Além disso, ficou definido no texto o prazo de seis meses, mais seis meses, para a ação do Ministério Público pra ações de improbidade. O problema é que uma investigação mais complexa, como a da Lava Jato, com documentos que somente seriam instruídos no processo, produzidos em parceria com outros países, nunca teria chegado aonde chegou com essa nova legislação. O texto atual parece pressionar o Ministério Público no sentido de diminuir o ímpeto da investigação contra políticos.

E mais: quando você pega as penas previstas na lei para o cometimento de crimes de improbidade administrativa, ali tem um truque: aumenta o tempo de pena máxima, mas tira o mínimo, que era de oito anos. Agora pode ser de seis meses, um ano.

Qual a expectativa para a votação do projeto no Senado?

Roberto de Lucena: Se essa lei for aprovada no Senado como está, só vai ficar inelegível quem não tiver amigos. Eu vou trabalhar junto ao Senado, com o apoio da bancada do Podemos, para que os senadores corrijam essas distorções. Caso volte para a Câmara com as mudanças necessárias, terá havido mais tempo para a sociedade se posicionar. Se os deputados ainda assim retomarem as mudanças, estarão assumindo a responsabilidade sobre a flexibilização do combate à corrupção.

Quais são os interesses por trás disso tudo?
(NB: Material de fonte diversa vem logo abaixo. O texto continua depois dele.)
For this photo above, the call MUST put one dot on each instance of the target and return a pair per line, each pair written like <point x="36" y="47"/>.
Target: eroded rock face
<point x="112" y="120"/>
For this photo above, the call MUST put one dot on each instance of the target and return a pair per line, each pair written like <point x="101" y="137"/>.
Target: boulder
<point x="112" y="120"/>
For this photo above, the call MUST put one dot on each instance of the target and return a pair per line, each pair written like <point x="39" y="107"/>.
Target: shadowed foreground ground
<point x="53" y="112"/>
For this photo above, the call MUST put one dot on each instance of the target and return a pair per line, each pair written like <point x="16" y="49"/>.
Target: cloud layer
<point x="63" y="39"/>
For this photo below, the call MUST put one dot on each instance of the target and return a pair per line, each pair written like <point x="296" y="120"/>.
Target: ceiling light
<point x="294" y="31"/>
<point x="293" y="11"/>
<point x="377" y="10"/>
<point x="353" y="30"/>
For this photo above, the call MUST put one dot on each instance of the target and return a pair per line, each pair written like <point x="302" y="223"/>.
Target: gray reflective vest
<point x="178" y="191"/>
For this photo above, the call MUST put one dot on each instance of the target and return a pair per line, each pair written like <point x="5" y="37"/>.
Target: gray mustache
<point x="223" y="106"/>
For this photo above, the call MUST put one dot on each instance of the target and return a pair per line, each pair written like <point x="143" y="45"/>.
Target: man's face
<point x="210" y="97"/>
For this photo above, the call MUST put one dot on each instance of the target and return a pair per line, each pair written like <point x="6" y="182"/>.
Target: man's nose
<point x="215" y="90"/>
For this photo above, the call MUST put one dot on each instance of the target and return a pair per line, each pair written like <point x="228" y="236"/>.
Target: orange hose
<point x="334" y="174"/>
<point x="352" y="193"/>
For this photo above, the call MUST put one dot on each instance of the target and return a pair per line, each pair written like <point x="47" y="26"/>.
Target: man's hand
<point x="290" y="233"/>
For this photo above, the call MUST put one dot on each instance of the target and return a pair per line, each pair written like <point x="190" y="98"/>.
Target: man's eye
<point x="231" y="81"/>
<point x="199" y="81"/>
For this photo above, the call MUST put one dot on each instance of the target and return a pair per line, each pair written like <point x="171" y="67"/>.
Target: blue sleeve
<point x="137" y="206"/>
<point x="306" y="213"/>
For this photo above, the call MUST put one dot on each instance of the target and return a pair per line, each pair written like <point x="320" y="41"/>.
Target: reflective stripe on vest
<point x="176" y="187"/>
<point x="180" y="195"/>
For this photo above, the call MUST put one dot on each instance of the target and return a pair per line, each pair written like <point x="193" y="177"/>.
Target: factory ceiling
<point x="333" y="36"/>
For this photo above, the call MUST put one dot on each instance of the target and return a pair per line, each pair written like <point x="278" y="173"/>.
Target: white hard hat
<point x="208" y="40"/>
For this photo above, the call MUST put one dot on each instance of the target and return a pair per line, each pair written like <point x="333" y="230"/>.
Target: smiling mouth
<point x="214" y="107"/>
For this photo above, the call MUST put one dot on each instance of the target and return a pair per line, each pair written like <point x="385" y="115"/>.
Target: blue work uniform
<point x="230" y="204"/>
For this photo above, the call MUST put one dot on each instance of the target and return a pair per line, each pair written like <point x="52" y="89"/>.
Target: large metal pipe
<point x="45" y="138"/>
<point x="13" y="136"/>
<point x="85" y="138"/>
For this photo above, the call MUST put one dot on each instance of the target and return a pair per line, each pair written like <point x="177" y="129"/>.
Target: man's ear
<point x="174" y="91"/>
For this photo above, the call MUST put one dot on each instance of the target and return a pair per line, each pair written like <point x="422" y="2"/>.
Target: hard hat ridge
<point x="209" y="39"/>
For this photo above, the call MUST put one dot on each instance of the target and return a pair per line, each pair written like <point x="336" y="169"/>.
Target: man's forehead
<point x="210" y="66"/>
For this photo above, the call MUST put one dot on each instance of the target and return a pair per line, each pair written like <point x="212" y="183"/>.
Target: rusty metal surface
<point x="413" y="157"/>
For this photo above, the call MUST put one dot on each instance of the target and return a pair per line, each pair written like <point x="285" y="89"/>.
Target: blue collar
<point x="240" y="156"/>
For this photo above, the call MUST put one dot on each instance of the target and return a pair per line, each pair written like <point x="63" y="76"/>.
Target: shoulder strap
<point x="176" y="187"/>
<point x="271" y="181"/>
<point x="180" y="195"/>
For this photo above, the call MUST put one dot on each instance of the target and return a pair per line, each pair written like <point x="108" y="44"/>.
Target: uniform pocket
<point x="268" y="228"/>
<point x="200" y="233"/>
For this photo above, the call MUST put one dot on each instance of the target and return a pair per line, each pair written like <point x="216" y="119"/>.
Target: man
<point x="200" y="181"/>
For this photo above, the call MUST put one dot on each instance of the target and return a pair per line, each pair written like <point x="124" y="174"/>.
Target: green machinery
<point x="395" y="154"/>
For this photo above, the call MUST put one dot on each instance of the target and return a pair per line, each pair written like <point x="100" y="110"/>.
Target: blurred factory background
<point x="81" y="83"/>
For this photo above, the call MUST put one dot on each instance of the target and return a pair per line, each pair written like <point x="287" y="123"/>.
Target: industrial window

Roberto de Lucena: Eu gostaria de não fulanizar, mas os interessados são todos aqueles que, neste momento, são alvo de ações de improbidade administrativa no STF, aqueles que têm foro privilegiado no nível do Congresso Nacional e do Executivo federal. Mas é uma ação que se desdobra em cadeia e que beneficia milhares de pessoas no Brasil. O Congresso Nacional representa uma série de interesses, alguns mais legítimos e republicanos, outros menos. E essa pressão para enfraquecer o combate à corrupção existe. Mas não posso admitir que o Congresso aja dessa forma, num momento em que a sociedade já demonstrou que está insatisfeita com a maneira como os políticos lidam com a coisa pública.

Atualização

Texto corrigido a partir de observação do leitor Eugênio Seibert Heck, que entrou em contato com a Gazeta pelo campo "Comunique Erros".